Autrement dit, on se rend compte que certaines critiques qu'on adressait aux images satellites, accusées d'être trop pauvres en informations, s'avèrent injustifiées dans le cadre des bilans carbone. Au lieu d'extrapoler la réflectance et de faire le lien avec la biomasse, on pourrait probablement estimer directement cette dernière à partir des mesures des arbres principaux, soit entre 5 et 10 individus par hectare".
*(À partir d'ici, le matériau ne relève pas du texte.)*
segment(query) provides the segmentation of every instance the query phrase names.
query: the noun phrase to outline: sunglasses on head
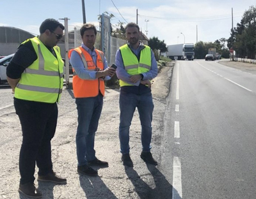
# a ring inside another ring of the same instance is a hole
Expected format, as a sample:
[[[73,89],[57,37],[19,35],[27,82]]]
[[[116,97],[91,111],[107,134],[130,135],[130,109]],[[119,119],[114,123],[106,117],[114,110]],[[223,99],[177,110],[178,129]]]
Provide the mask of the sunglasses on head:
[[[57,40],[60,40],[63,36],[63,34],[56,34],[54,32],[52,32],[52,31],[50,31],[50,32],[52,33],[53,34],[55,34],[55,36],[56,36],[56,39]]]

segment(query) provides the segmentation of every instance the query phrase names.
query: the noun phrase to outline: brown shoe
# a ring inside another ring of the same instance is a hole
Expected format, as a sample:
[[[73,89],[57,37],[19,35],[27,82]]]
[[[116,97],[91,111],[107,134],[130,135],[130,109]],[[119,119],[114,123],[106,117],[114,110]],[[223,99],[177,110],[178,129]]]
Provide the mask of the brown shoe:
[[[45,175],[39,175],[37,178],[38,181],[51,182],[57,184],[66,184],[67,179],[58,176],[54,172],[49,173]]]
[[[37,190],[35,184],[32,182],[20,184],[19,193],[32,198],[42,198],[42,193]]]

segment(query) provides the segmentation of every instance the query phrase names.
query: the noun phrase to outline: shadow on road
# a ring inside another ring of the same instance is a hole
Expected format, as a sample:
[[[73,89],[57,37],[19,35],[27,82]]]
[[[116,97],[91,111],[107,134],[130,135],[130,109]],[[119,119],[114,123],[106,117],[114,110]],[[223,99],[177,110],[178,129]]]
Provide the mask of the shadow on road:
[[[89,177],[80,175],[79,181],[80,186],[84,190],[86,198],[117,199],[99,176]],[[81,198],[83,197],[81,196]]]
[[[173,189],[172,184],[155,166],[147,165],[147,166],[154,178],[155,183],[154,189],[145,182],[132,168],[125,168],[126,174],[134,186],[135,190],[140,198],[145,199],[172,198]]]

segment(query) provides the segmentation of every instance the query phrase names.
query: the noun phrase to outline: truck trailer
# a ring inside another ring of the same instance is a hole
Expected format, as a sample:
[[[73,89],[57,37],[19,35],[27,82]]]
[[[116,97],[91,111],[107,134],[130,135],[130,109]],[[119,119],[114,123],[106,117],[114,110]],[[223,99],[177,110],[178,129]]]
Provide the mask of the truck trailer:
[[[166,56],[173,60],[194,60],[195,48],[193,43],[181,43],[167,46]]]

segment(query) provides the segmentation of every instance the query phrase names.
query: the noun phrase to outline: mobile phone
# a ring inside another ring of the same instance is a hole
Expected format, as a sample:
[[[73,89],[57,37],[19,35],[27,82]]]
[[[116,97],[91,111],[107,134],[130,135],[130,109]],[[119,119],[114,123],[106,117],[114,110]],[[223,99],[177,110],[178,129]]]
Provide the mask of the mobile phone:
[[[110,66],[110,68],[113,68],[116,69],[117,66],[116,65],[115,65],[114,64],[113,64],[112,66]]]

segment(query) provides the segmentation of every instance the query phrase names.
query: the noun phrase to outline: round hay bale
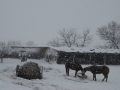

S'il est une satisfaction que Jean-François Bastin éprouve dès à présent, c'est celle de voir une partie de son travail ancré dans le présent le plus immédiat et non dans un hypothétique futur. Depuis 2012, ses données sont utilisées par le WWF Congo (World Wide Fund for Nature) qui, en collaboration avec la NASA et le Dr. Sassan Saatchi, s'emploie actuellement à cartographier l'ensemble des forêts du bassin du Congo dans le cadre de programmes de conservation financés par le WWF Allemagne. En outre, l'article paru dans Scientific Reports permet désormais au chercheur d’avoir accès à une base de données beaucoup plus large, et ce afin de tester ses résultats à une échelle pan-tropicale. Engagé depuis ce mois d'octobre par les Nations Unies à la Food and Agriculture Organization (UN-FAO), il s'appliquera à mettre au point une méthodologie standard pour le monitoring des forêts dans le cadre des crédits carbone.